M. Nduwindavyi explique que l’Office burundais des recettes (OBR) oblige les écrivains de payer des taxes. Ce qui représente une charge très lourde pour eux. Il a souligné qu’il est difficile pour un écrivain de rentabiliser son travail compte tenu des dépenses qu’il a engagées avec ces taxes alors que c’est un outil de renforcement de la culture burundaise.
Le présentateur demande que l’Etat appuie cet effort pour promouvoir la culture burundaise, soulignant que produire les ouvrages nécessitent un coût exorbitant.
«Si vous publiez un livre, vous avez pris le temps de l’écrire. Chaque mot, chaque lettre, vous l’avez tapée sur l’écran. Et vous l’envoyez, à un éditeur qui compte les mots pour vous taxer. Ensuite vous envoyez à la maison de publication qui vous taxe aussi. Et lorsque le livre est publié, ce n’est plus votre livre. Même, pour l’avoir, il faut payer. Et vous devez encore acheter des copies pour les amener au Burundi pour que vos confrères puissent les lire» a-t-il déclaré.
Certains participants ont évoqué le fait que les Burundais n’ont pas l’habitude de lire, Dr Nduwindavyi n’a pas caché son accord en reconnaissant que les Burundais n’aiment pas la lecture. Mais il espère qu’il y aura un changement.
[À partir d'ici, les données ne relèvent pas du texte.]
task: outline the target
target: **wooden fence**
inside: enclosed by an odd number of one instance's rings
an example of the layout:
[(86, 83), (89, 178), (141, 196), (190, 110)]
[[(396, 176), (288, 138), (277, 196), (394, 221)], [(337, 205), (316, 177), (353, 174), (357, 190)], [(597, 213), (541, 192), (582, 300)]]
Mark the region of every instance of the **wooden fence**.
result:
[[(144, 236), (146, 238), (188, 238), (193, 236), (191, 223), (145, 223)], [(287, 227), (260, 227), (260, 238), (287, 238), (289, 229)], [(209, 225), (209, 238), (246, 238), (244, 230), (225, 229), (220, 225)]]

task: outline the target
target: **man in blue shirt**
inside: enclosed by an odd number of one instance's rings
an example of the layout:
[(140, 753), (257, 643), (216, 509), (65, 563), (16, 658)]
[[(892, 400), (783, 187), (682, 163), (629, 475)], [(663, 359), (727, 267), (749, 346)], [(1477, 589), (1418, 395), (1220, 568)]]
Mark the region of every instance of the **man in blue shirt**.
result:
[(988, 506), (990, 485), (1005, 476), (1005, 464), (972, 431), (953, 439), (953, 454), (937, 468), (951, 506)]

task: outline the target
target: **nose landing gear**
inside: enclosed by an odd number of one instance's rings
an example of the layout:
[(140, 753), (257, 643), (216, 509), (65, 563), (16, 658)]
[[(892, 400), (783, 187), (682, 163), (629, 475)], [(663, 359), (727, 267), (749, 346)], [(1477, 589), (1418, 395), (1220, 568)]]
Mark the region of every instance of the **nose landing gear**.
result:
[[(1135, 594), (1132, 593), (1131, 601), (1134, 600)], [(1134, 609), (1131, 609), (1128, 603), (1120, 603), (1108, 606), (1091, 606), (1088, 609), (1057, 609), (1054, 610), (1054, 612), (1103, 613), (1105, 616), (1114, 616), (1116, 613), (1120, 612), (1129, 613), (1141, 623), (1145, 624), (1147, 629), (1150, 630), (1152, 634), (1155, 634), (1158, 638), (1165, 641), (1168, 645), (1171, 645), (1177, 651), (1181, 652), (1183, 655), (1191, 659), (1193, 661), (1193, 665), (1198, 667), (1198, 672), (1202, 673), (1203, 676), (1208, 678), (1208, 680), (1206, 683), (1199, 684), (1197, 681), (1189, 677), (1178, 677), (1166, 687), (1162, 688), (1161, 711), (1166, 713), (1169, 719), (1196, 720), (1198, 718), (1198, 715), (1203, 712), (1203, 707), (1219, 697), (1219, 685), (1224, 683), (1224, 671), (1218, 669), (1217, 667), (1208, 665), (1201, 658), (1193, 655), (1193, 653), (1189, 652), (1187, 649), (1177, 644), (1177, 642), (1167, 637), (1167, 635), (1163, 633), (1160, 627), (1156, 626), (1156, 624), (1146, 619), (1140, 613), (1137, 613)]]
« Ce que je sais, c’est que tout change sauf le changement qui reste le changement. Même si on l’évite, le changement sera toujours là» insiste-t-il
«Les gens doivent comprendre que maintenant, c’est une nouvelle ère où on doit connaître ce que les autres ont fait. On doit savoir ce qu’il faut faire pour que le Burundi aussi soit développé comme les autres pays», a-t-il conclu.